In the mid 1980’s, when AUTOBOX was the first commercially available software which incorporated four Intervention Detection schemes in the development of ARIMA and Transfer Function models. Outliers("Pulses"), Level Shifts, Seasonal Pulses and Local Time Trends can all play an important role in discovery the basic stochastic structure as ignoring this blocks identifying the ARIMA component. Identification and incorporation of these four empirically discoverable model components enable robust model estimation. This step is necessary to ensure that the error process has a stationary/normally distributed error process yielding valid tests of statistical significance and subsequent model sufficiency.
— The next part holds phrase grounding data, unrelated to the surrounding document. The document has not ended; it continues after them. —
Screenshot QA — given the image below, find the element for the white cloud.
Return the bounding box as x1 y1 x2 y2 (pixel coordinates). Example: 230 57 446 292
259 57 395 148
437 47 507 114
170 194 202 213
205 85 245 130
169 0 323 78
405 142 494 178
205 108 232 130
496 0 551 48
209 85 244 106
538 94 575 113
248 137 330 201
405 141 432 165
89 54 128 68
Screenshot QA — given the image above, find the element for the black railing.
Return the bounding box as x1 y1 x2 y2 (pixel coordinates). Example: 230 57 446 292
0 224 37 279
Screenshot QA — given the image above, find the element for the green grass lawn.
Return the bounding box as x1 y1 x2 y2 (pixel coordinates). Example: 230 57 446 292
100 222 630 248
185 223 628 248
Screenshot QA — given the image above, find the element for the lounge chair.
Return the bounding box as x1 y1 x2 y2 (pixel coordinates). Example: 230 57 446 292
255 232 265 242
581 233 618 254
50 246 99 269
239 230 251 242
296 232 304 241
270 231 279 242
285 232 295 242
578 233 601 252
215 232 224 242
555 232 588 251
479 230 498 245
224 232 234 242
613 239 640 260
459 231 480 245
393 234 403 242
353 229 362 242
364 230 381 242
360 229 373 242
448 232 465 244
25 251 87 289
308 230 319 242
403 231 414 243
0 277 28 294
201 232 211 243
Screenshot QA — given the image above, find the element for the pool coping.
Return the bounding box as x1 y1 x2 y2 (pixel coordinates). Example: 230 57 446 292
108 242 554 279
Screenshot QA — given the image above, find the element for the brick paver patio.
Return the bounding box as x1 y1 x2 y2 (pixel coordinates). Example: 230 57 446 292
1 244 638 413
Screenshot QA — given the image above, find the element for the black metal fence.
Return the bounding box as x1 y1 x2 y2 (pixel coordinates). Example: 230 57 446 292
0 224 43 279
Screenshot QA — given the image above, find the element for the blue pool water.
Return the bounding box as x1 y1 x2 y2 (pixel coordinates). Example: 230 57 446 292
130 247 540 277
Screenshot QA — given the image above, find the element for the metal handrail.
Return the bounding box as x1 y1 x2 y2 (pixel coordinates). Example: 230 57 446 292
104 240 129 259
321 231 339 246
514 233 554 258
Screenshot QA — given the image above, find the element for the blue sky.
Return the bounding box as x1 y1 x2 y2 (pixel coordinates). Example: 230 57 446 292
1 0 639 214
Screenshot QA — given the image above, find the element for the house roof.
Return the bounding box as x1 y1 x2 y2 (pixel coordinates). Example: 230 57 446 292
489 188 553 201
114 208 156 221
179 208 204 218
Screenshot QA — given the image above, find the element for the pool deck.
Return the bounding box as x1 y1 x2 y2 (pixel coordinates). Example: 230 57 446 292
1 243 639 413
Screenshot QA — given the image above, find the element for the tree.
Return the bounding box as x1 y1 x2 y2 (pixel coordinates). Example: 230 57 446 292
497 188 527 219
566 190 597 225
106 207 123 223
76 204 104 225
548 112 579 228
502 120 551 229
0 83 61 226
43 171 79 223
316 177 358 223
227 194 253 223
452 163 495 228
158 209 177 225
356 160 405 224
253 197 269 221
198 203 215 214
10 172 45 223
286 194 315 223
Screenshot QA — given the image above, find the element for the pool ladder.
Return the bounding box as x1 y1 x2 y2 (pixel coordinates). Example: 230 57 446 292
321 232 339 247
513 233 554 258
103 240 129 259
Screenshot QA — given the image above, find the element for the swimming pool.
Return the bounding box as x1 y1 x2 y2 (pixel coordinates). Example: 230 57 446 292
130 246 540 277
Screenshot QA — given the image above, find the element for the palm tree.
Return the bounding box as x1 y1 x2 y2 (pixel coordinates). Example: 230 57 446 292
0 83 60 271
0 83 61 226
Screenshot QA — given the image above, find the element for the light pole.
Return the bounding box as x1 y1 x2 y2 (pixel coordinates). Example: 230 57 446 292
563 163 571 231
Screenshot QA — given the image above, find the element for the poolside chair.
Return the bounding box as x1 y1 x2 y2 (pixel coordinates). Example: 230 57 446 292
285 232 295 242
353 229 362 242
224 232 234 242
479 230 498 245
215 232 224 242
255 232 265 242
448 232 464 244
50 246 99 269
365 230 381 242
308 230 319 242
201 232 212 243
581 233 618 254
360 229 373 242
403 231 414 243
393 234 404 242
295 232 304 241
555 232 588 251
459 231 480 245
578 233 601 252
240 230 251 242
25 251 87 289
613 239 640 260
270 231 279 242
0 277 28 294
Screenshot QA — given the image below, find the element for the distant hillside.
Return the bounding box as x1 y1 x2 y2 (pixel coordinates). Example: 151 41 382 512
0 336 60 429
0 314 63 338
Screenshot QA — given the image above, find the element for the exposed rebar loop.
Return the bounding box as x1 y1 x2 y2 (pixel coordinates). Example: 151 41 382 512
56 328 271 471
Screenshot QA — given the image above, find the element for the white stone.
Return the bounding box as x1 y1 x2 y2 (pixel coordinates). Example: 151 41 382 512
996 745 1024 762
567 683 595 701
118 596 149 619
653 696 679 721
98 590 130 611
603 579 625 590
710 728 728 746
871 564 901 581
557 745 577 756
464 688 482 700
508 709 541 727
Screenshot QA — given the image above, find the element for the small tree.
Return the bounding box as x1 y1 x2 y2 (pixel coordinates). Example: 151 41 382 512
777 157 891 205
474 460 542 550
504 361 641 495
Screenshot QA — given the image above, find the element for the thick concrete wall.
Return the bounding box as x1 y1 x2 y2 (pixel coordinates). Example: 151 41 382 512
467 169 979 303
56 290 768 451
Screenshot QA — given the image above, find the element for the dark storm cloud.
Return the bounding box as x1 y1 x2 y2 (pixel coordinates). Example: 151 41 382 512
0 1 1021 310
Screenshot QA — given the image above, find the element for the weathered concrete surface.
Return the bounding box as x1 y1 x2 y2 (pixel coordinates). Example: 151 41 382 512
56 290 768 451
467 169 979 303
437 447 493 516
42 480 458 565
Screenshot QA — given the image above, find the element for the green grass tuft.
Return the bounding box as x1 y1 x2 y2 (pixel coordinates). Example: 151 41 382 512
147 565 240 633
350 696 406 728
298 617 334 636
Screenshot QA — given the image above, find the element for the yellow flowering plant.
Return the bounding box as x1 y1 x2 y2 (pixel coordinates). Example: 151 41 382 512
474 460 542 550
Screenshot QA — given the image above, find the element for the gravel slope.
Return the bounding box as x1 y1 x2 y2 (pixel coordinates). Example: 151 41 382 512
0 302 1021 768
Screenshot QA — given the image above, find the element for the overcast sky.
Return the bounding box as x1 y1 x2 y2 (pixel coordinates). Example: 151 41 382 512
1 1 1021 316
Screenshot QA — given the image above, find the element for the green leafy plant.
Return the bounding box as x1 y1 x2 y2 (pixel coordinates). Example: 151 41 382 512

Pulses do not play a role in forecasting as they are “expected to not exist in the future” whereas the other three do. Let's state here that of course there are exceptions and sometimes outliers should be allowed! Early on in the development of time series solutions’ researchers (including us) recognized that while Pulses were important incorporating them led to an unwarranted rosy view of forecasting uncertainty. Forecasting uncertainty was also plagued by the fact that no consideration is made for the uncertainties in parameter estimates as the well-known (but ignored until now) Box-Jenkins procedures tacitly assumed that the estimated parameters are identical to the unknown population parameters as the only contributor to the computation of the confidence limits were the psi weights and the error variance.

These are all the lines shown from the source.